We spent three weeks on regression analysis, arguably the most important statistical analysis that exists. While regression analysis can be applied to time series forecasting, it is usually thought of as a form of supervised machine learning for building models that forecast the value of a variable in terms of other variables, what are called explanatory models. If you can complete my regression analysis template, you have a reasonable level of expertise to build these models.
However, I teach a full course in regression analysis, BTA 516, that lasts the entire term and I still have more material to cover. Be aware that the biggest limitation of your ability to do a regression analysis is a consideration of categorical variables. If you have one or more categorical predictor variables, R makes the proper adjustment, but you need to know how to interpret that adjustment. Also, the automatic adjustment R makes is just one of many possibilities and not always the one that is best suited for your analysis.
For the case of a categorical response or target variable, standard least-squares regression analysis is not even appropriate. Instead, logistic regression is needed, accessible with my lessR function Logit(). Its syntax is exactly like my Regression() function but the response variable before the tilde would only have two values, such as predicting if a shipment will be late or not. So you already know how to use that function though the interpretation of its results is different from standard regression. The primary assessment of fit is how well the model can classify outcomes into the proper category.
Both the situation of categorical predictor variables and a categorical target variable are covered in my online materials linked to in my regression content, but are not assigned reading for this class. We simply do not have enough time. Instead of covering more material on regression analysis, we need to return to the other major forecasting paradigm, time series analysis, for which we developed some intuition during Weeks 2 and 3. You may wish to review that material before proceeding.
In Week 3 we generated a forecast for a stable process, one without trend or seasonality. Weeks 4 and 6 built up to Week 7 where we forecasted from a linear model with multiple predictor variables. The resulting linear model provided a prediction accompanied by a prediction interval, and an understanding of the importance of each predictor by estimating the corresponding slope coefficients accompanied by a confidence interval.
This week extends forecasting with regression analysis explanatory models to time series models of a linear trend over time of a single variable with seasonality. To do a time series forecast, this week introduces the forecast package, which easily produces sophisticated forecasts with accompanying visualizations.
lessR has a great regression function, one of the best available in terms of its comprehensiveness, but when applied to a time series, it is oriented to time series only with trend. It does not account for seasonality. That is where the forecast package enters the scene with its tslm() function. This function automatically deseasonalizes the data before doing the regression, then adds the seasonality back to the estimated regression line (surface). To use lessR Regression() to accomplish this task would involve manually deaseasonalizing the data, then manually adding back the seasonality after the model is estimated. The tslm() function does this extra seasonality work for us.

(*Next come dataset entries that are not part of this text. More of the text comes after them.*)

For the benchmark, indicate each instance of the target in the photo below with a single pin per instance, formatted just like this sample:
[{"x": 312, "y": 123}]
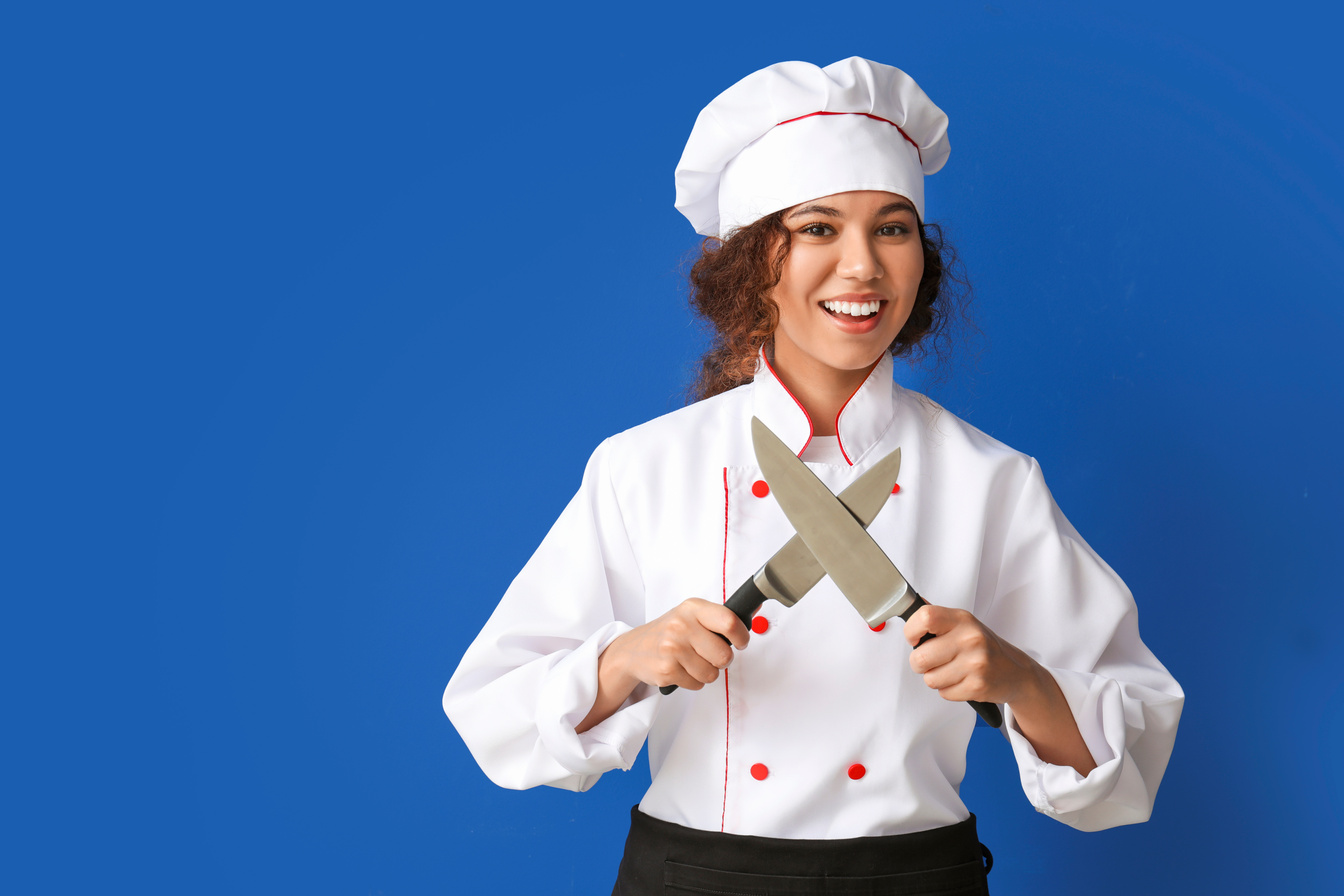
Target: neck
[{"x": 821, "y": 390}]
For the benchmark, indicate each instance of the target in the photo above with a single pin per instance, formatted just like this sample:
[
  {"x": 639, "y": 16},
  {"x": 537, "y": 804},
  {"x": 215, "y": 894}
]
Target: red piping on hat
[
  {"x": 866, "y": 114},
  {"x": 811, "y": 430}
]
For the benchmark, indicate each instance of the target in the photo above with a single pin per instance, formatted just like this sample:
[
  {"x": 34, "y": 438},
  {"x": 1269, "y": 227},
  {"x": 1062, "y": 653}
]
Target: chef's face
[{"x": 848, "y": 284}]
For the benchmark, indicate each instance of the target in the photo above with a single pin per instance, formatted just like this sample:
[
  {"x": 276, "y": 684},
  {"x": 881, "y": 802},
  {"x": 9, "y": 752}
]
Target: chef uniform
[{"x": 819, "y": 758}]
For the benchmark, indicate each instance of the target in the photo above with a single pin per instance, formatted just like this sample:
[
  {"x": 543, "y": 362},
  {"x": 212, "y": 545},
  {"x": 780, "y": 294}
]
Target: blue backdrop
[{"x": 312, "y": 315}]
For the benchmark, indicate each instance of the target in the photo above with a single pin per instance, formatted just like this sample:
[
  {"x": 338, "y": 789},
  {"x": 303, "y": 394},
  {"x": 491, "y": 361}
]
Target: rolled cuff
[
  {"x": 1114, "y": 791},
  {"x": 565, "y": 699}
]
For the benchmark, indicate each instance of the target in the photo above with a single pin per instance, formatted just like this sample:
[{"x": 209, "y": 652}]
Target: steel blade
[
  {"x": 837, "y": 542},
  {"x": 793, "y": 570}
]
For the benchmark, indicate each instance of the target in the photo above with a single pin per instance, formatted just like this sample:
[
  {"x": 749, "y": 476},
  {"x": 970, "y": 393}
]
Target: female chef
[{"x": 815, "y": 754}]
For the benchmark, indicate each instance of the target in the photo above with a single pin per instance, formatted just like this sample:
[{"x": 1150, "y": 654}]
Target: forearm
[
  {"x": 1044, "y": 719},
  {"x": 614, "y": 685}
]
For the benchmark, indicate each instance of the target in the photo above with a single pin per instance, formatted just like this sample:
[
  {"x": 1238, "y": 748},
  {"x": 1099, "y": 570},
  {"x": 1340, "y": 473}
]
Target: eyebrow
[{"x": 901, "y": 204}]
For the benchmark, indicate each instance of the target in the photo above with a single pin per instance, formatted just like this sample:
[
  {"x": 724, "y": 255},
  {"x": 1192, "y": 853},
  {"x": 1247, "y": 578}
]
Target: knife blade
[
  {"x": 793, "y": 571},
  {"x": 859, "y": 567}
]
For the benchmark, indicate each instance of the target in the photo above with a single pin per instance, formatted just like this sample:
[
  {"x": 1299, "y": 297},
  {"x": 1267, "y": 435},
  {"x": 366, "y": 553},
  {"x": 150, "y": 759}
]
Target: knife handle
[
  {"x": 987, "y": 711},
  {"x": 743, "y": 602}
]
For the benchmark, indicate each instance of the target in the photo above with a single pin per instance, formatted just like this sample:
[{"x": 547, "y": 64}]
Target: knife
[
  {"x": 792, "y": 571},
  {"x": 863, "y": 572}
]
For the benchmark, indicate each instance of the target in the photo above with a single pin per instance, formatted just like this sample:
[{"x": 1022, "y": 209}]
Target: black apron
[{"x": 661, "y": 857}]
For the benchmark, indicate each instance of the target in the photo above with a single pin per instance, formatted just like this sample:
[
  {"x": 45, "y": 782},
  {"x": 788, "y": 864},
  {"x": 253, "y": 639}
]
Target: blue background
[{"x": 312, "y": 315}]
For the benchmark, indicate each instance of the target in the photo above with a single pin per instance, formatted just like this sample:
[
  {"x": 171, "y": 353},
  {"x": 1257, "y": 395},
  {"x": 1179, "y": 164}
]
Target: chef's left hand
[{"x": 967, "y": 660}]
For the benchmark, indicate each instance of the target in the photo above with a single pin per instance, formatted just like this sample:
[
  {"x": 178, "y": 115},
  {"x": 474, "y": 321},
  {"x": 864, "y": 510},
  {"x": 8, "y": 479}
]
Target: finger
[
  {"x": 715, "y": 617},
  {"x": 700, "y": 669},
  {"x": 933, "y": 653},
  {"x": 944, "y": 679},
  {"x": 711, "y": 648},
  {"x": 932, "y": 621}
]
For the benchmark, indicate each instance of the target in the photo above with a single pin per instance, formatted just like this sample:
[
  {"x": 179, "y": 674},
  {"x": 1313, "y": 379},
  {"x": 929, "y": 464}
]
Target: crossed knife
[{"x": 831, "y": 539}]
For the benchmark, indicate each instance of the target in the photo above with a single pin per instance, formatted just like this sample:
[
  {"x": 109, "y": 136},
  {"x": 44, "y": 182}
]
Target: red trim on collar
[
  {"x": 808, "y": 417},
  {"x": 840, "y": 441},
  {"x": 866, "y": 114}
]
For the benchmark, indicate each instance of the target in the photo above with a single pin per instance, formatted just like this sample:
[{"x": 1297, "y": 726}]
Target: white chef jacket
[{"x": 819, "y": 728}]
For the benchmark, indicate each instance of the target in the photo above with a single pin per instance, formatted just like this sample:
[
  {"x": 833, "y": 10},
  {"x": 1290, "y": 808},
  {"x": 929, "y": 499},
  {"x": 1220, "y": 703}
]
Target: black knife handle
[
  {"x": 743, "y": 602},
  {"x": 987, "y": 711}
]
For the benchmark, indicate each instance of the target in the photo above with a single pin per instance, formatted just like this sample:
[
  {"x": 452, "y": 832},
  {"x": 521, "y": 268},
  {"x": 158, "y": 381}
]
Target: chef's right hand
[{"x": 682, "y": 646}]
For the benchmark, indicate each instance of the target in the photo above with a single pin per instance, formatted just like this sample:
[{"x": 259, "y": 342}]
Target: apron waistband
[{"x": 663, "y": 857}]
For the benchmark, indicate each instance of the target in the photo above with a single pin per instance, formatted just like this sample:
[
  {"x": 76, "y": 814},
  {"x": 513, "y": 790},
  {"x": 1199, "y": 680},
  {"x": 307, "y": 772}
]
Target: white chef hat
[{"x": 794, "y": 132}]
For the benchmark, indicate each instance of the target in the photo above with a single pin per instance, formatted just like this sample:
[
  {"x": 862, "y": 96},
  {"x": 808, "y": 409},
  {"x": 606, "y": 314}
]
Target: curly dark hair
[{"x": 730, "y": 285}]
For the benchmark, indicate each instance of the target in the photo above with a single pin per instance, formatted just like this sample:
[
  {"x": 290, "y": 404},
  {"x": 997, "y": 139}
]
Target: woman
[{"x": 815, "y": 748}]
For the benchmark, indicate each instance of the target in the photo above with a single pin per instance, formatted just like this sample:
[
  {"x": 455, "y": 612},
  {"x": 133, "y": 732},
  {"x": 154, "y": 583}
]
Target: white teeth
[{"x": 852, "y": 309}]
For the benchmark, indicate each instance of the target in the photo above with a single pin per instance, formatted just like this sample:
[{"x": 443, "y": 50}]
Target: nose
[{"x": 858, "y": 259}]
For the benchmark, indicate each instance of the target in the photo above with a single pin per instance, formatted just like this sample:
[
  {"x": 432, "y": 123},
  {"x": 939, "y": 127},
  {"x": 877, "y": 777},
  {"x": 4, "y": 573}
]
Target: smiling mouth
[{"x": 855, "y": 310}]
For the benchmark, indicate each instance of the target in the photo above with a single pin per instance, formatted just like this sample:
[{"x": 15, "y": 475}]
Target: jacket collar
[{"x": 862, "y": 421}]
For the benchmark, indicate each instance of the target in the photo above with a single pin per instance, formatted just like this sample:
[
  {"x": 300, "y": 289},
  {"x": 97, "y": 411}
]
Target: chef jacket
[{"x": 819, "y": 728}]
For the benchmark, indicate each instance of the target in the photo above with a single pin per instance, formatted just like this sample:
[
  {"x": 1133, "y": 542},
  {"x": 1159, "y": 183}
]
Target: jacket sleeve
[
  {"x": 531, "y": 675},
  {"x": 1061, "y": 603}
]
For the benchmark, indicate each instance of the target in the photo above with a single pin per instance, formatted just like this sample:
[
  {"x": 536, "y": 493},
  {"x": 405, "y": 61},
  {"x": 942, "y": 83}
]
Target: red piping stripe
[
  {"x": 866, "y": 114},
  {"x": 839, "y": 441},
  {"x": 811, "y": 429},
  {"x": 726, "y": 705}
]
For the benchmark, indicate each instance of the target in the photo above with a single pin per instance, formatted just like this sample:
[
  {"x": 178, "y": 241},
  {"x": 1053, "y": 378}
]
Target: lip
[{"x": 855, "y": 325}]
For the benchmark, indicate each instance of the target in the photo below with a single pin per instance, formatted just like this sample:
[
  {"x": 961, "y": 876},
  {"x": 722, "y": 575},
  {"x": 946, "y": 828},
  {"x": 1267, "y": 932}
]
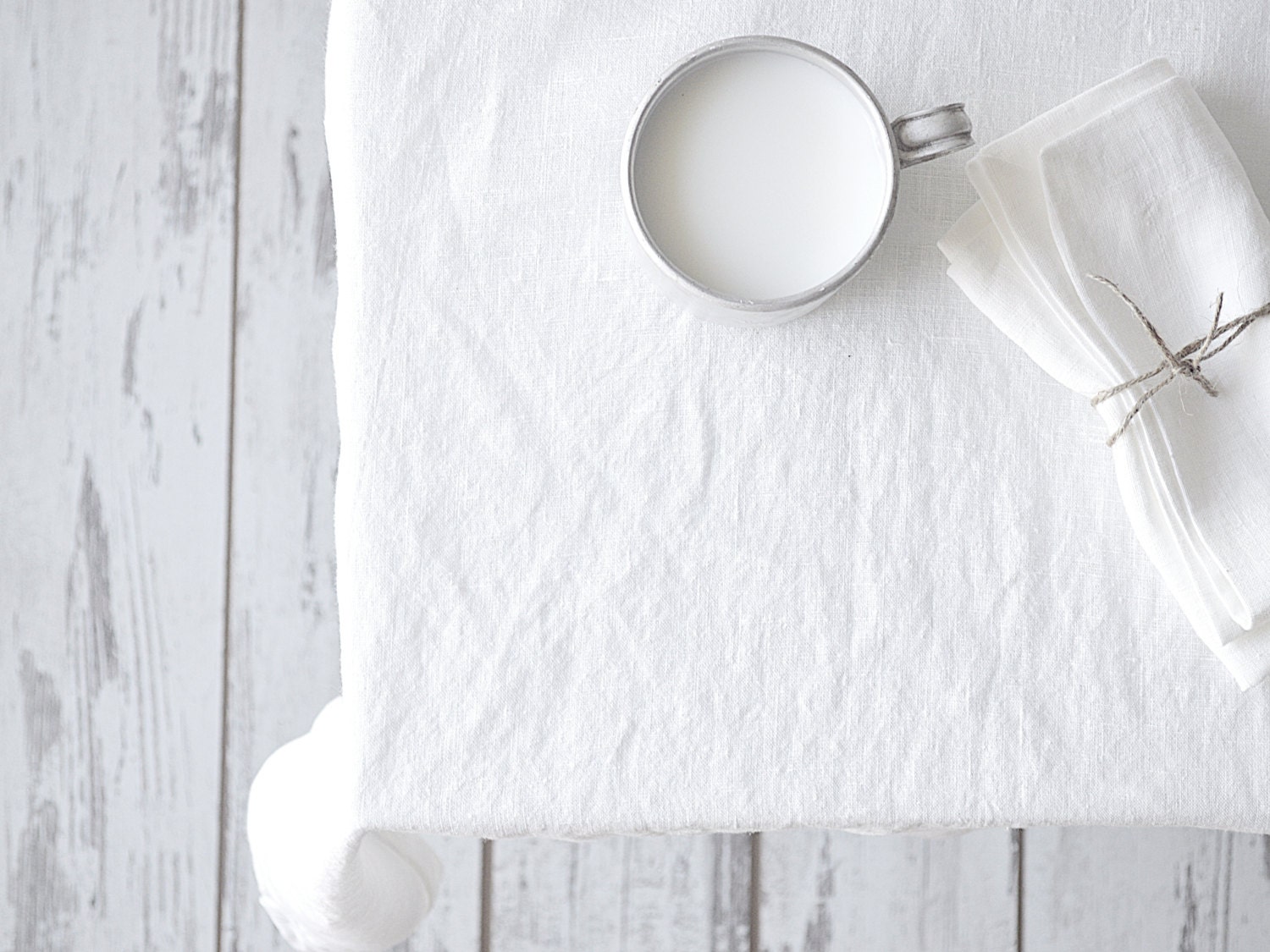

The forecast should consist of a specific prediction surrounded by the 95% prediction interval as well as accompanying visualization. For a time series prediction, the forecast typically extends several or more time periods into the future. Each forecast at each time period should include its own prediction interval, which usually grow larger the further out from the current time period.
There are several R functions applied this week.
These functions are from four different packages: stats from Base R, lessR, forecast, and ggplot2. However, only the lessR and forecast packages need to be manually installed. The R installation consists primarily of the Base R functions, organized into six different packages. The visualization package ggplot2 automatically downloads and loads with the forecast package.
As you know, do not memorize any of this computer stuff, nor is any of it on any test. Using these forecasting functions is not a memory game. Always have access to the directions, the specific function calls. Relying upon memory and guessing is a losing proposition that will waste your time. Better to copy my relevant example for a homework problem, paste into R, and then modify as needed. Always refer to the directions as you do the homework. You have an immense amount of computer power and analysis ability on your computer and the following Reading and videos Will show you how to harness that power.
Make sure to access my online summary at the end of Section 2.
Distinction between Additive and Multiplicative Seasonality [quick read with an illustration]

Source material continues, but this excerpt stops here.